I wake up stiff. I hobble out of bed. I have to use the hand rail to get down the stairs without falling because my body only moves begrudgingly and stiltishly, in fits and starts that aren’t reliable.

On a good day, this fades within half an hour and I have very little pain. I have very little pain on these days only because I have learned, over 20 years, how to move just so. Every minutiae of movement is metered and intentional and, when it is not – because I have had little pain for enough days in a row to forget – I am instantly reminded through the return of pain.

Every day, a little piece of the broken metal from one of the rods that runs along my spine, trying to correct an extreme couple of curves, scrapes into my vertebrae every single move I make.

On a bad day, pain can be unending. Especially if it is cold and damp, radiating swells of pain ache out of my healed and sometimes rebroken spinal-processes, the little wings that come off your vertebrae. Rebreaking them is never fun. It happens seemingly randomly, because they’ve worn themselves out trying to hold all that impact absorption together. You never realize how much impact your spine takes on until it fails you. Then you notice that you impact your spine multiple times every day, even if you are very careful to minimize impact. You drive? You impact your spine every tiny bump you go over. You walk? You impact your spine every step you take. You run? I used to do that, until I broke my spinal-processes on that very special vertebrae that now screams outward and down my leg, into my hips, up my lower back on those dripping and gelid days and nights.

On a bad day, my ankles, knees and hips pretend to hurt, too, but their pain is never as bad as the arthritis from the broken spinal-processes.

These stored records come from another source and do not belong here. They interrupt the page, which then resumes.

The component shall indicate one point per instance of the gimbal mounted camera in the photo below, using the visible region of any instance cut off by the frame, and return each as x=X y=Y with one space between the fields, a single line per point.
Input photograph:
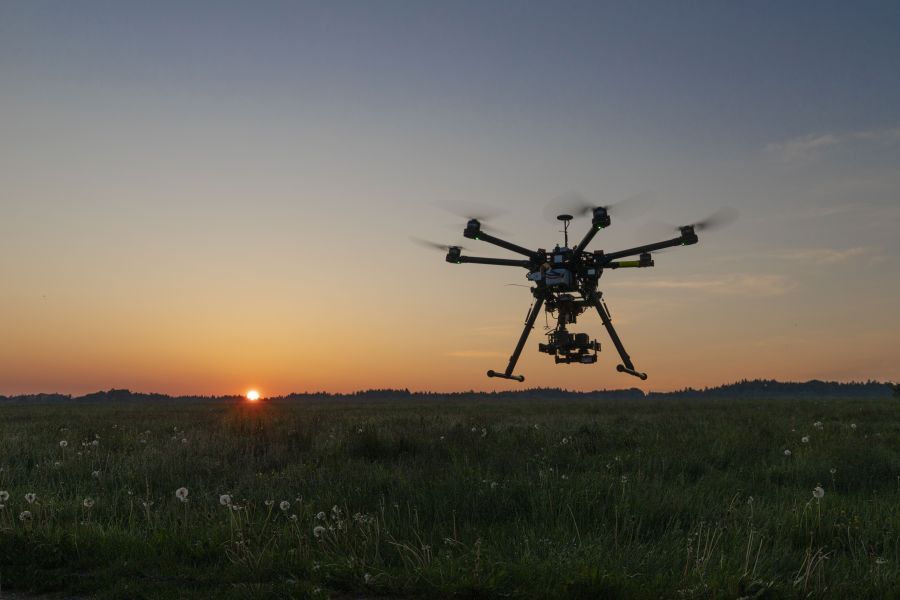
x=565 y=283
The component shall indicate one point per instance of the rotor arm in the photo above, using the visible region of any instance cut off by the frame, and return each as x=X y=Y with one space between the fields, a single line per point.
x=480 y=260
x=627 y=366
x=529 y=325
x=473 y=232
x=685 y=239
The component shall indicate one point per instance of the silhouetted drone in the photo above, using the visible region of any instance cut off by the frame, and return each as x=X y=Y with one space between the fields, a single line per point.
x=565 y=282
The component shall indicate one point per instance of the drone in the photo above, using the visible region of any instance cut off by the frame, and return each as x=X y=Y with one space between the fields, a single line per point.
x=565 y=283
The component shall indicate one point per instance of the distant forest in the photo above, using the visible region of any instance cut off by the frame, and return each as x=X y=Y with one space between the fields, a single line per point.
x=745 y=389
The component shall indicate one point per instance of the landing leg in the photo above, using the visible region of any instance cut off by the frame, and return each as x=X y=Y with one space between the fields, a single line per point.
x=529 y=325
x=628 y=366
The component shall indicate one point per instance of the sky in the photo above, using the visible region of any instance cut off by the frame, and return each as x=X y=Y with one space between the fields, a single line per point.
x=207 y=197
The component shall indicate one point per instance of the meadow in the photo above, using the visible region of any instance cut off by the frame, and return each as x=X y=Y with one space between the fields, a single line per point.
x=522 y=498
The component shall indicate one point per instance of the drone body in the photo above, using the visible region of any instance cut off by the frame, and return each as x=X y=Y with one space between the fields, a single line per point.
x=565 y=286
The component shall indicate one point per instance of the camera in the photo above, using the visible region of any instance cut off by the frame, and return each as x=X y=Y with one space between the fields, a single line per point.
x=567 y=347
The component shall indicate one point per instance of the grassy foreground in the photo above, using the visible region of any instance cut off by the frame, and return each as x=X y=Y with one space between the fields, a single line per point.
x=525 y=499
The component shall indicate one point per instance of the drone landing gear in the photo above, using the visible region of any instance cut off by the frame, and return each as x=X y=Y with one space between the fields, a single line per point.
x=628 y=367
x=529 y=325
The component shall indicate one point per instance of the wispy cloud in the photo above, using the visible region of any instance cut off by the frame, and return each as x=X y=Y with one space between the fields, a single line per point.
x=828 y=256
x=809 y=147
x=759 y=285
x=473 y=354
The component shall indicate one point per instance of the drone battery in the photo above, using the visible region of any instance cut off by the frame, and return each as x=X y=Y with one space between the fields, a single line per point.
x=555 y=277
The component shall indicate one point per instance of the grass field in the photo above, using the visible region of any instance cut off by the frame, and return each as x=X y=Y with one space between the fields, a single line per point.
x=530 y=499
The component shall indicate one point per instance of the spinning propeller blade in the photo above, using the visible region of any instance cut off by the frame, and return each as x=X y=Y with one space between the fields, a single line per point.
x=577 y=205
x=434 y=245
x=719 y=219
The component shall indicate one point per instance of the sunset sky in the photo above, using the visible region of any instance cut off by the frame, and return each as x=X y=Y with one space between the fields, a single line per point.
x=208 y=197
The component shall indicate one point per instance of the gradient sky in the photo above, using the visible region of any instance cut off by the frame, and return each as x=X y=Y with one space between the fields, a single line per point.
x=202 y=197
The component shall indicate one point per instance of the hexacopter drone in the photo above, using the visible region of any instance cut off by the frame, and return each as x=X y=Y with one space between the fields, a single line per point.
x=565 y=283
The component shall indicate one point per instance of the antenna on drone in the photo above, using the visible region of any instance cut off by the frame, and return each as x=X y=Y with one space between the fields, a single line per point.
x=565 y=219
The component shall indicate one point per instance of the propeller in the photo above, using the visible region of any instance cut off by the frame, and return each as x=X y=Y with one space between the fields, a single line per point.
x=717 y=220
x=483 y=214
x=434 y=245
x=577 y=205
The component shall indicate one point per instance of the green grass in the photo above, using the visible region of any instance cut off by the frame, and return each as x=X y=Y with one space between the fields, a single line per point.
x=526 y=499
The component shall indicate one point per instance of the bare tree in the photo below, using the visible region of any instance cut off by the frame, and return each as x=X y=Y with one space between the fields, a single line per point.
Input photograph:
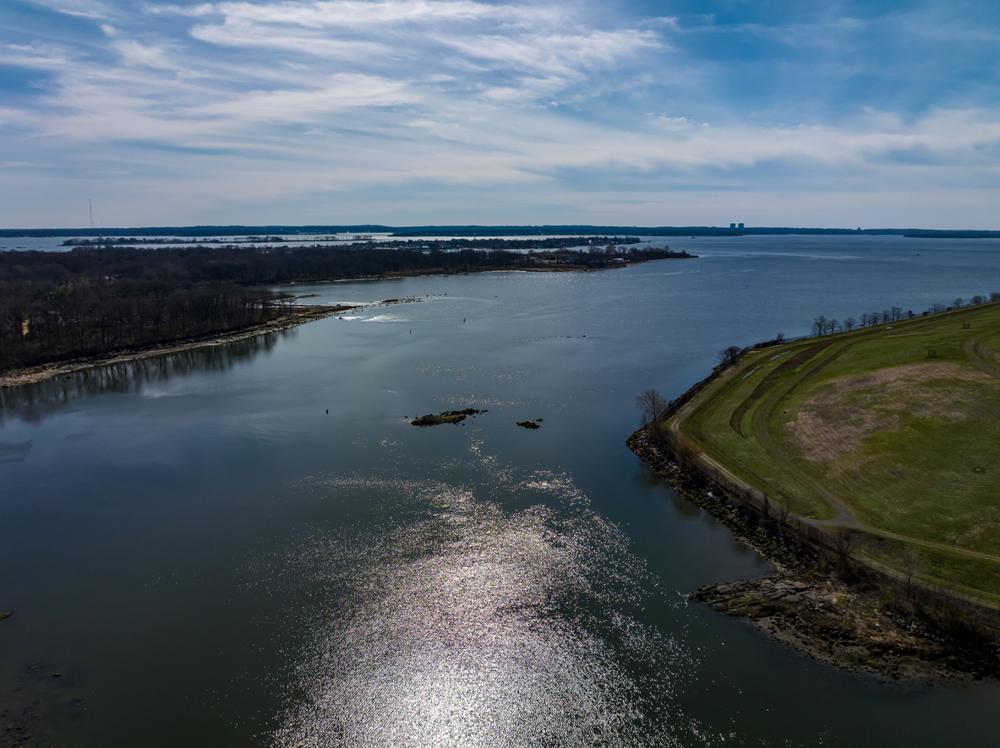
x=652 y=405
x=729 y=356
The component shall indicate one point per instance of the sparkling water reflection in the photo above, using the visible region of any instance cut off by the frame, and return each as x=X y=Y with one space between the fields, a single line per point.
x=470 y=624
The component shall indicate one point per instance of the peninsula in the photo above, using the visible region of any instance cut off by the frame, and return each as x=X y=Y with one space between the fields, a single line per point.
x=99 y=301
x=862 y=463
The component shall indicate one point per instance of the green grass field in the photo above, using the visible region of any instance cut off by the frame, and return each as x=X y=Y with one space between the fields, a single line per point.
x=891 y=431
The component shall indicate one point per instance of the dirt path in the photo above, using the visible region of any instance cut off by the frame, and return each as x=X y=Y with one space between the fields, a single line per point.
x=844 y=518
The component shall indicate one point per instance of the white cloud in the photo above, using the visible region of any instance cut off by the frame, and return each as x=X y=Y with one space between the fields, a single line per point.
x=341 y=91
x=368 y=13
x=81 y=8
x=240 y=33
x=555 y=53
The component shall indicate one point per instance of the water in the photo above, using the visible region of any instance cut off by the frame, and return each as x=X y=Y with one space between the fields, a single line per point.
x=206 y=557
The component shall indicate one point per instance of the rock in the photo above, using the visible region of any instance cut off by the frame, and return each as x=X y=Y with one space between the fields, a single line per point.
x=449 y=416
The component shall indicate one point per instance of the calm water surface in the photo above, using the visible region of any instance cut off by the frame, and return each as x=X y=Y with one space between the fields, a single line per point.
x=205 y=556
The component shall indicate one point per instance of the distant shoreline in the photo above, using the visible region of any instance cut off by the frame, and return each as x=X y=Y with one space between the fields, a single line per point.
x=299 y=315
x=402 y=232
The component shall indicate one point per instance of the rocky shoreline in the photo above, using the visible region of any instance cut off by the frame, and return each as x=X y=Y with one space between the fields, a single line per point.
x=819 y=606
x=297 y=316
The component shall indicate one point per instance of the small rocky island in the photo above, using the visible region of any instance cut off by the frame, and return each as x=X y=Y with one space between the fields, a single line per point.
x=449 y=416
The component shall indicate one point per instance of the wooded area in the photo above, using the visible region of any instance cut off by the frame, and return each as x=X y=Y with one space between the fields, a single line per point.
x=59 y=305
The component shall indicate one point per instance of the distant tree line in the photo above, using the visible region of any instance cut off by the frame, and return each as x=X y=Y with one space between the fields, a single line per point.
x=57 y=305
x=823 y=326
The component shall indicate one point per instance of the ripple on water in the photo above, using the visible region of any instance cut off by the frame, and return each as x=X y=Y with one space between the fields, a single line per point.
x=459 y=622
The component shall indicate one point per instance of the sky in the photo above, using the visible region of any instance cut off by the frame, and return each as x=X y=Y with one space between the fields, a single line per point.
x=413 y=112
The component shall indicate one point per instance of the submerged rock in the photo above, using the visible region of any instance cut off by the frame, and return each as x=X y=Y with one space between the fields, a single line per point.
x=449 y=416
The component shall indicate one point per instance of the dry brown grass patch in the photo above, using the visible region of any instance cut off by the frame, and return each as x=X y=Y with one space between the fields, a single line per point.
x=843 y=413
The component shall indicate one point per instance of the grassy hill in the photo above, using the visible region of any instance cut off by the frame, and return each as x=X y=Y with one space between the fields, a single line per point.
x=891 y=432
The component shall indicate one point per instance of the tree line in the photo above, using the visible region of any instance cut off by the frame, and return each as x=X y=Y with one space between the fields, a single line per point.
x=58 y=305
x=823 y=326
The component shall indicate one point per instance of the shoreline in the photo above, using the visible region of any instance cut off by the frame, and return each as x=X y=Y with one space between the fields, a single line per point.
x=298 y=316
x=820 y=604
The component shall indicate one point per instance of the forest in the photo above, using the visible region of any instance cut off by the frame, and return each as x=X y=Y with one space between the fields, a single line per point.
x=91 y=301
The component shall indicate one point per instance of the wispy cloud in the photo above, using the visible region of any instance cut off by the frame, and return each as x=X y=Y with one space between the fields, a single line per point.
x=380 y=105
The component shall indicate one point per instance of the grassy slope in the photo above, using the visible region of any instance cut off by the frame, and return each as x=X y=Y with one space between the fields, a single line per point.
x=927 y=468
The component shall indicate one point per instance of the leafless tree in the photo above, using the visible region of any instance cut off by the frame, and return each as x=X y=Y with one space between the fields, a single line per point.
x=652 y=405
x=729 y=356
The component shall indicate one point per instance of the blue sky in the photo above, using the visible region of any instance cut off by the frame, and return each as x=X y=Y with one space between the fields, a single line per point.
x=473 y=111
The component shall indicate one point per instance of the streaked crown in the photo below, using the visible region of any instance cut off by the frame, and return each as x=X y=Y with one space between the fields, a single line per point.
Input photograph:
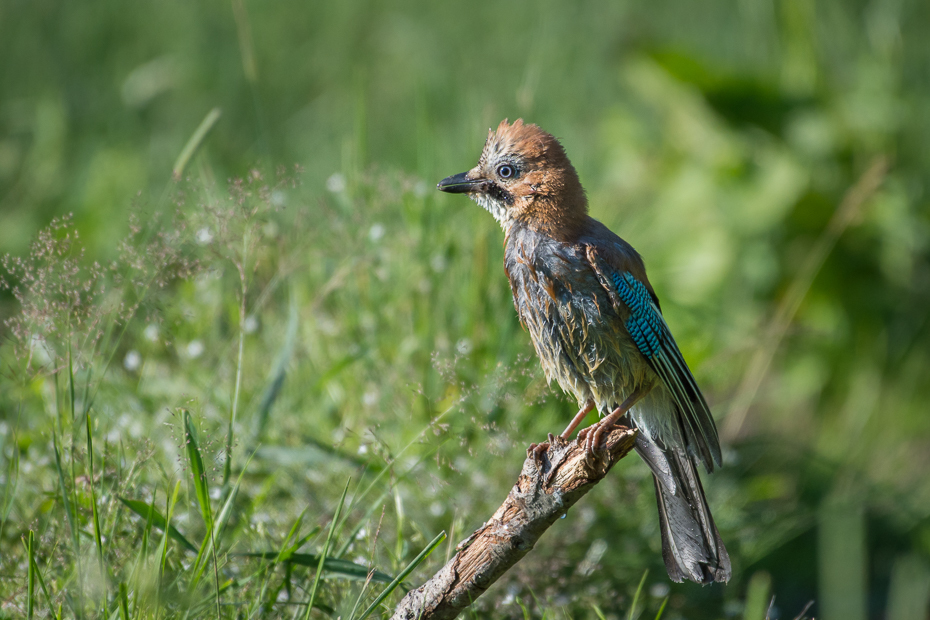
x=523 y=175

They are just pretending to hurt.

On a bad day, the degenerative discs in my lower and upper back, there are two of them, pinch and scrape. They sometimes grab a nerve to torture, shooting electrical spikes of pain outward and into my shoulders or down my leg. On a bad day, there are stabbing, needles of hot wire arcing down my leg or down my arm and, sometimes, when it is really bad, my toes or my fingertips tingle and there is an aching that follows the path of the nerve impulses.

On a bad day, muscles tighten to try to protect what they can’t know is already broken. They spasm and clench and, if it is very bad, three different regions of muscles are spasming at once. The muscles clench and pretend to unclench but really just clench again. They do this unendingly. The clenching is like a charlie horse but it pounds rhythmically until it is just a constant scream of pain that no one can hear.

On a bad day, my head hurts, because why not? The nerves that can cause headache and mess with my optical nerves are also being pinched. On a bad day, I have lots of digestive issues and stomach pain. The nerves that cause these problems are also being pinched.

On the worst days, I literally cannot move without excruciating pain in multiple areas of my spine and body at once. On the worst days, I have skeletal, nerve, organ, and muscle pain of various types and severity, all at once.

No one can tell. No one can see pain. Unless I scream or groan or moan, no one will know that it hurts. I almost never vocalize my hurt. I look fine, to people.

When I tell people, “I have a bad back.” They often laugh. They have laughed since I was 16. They laugh and tell me to wait until I’m older. I stare blankly back, trying not to hate them for dismissing the entirety of my world at the same time as reminding me that my future will likely be worse.

When I tell people, they ask me if I’ve tried yoga, or pain killers, or chiropractics, or massage, or surgery….it’s so well meaning and sweet and compassionate. It’s so misguided and frustrating and grating. Yes, over 20 years, I’ve tried nearly everything.

When I tell people, they tell me they know what I mean because they have pain, too.

It’s not a competition, I know. Pain is relative, I know. The first time I had a muscle spasm, just one group of muscles, no other injuries or pain yet, I screamed out loud. I cried bellowingly for hours. I took narcotics and thought there was no way I could handle that. Now, I have the exact same pain and work through it without even wincing and no one can tell.

It’s a continuum.

I was sent the message, recently, that there are three ways of dealing with pain, if you indeed are amongst the few who choose to deal with it instead of letting it become themselves, consume their beings, and destroy their worlds: a young soul does it by learning about the way things are, a mature soul does it by learning how else things might be, and an old soul does it by learning how else they might be.

I take care of myself better than I ever have and I hurt more than I ever have. I can live through it. I want to play and dance and sing and teach and learn and grow and I cannot do those things if I stop moving, so I don’t stop moving. I’m not dead, yet, so I’m taking all I can get. Some days, I hate everyone and everything, for a time. I breathe and come back to my self and try to give myself credit for fighting so hard all the time.

In reality, I’m just learning how to let go all the time. Fear is the mind killer, and pain is the world destroyer. The best medicine of all, then, is pain, because when you can build a world despite the totality of its demolition, there is nothing that can stop you.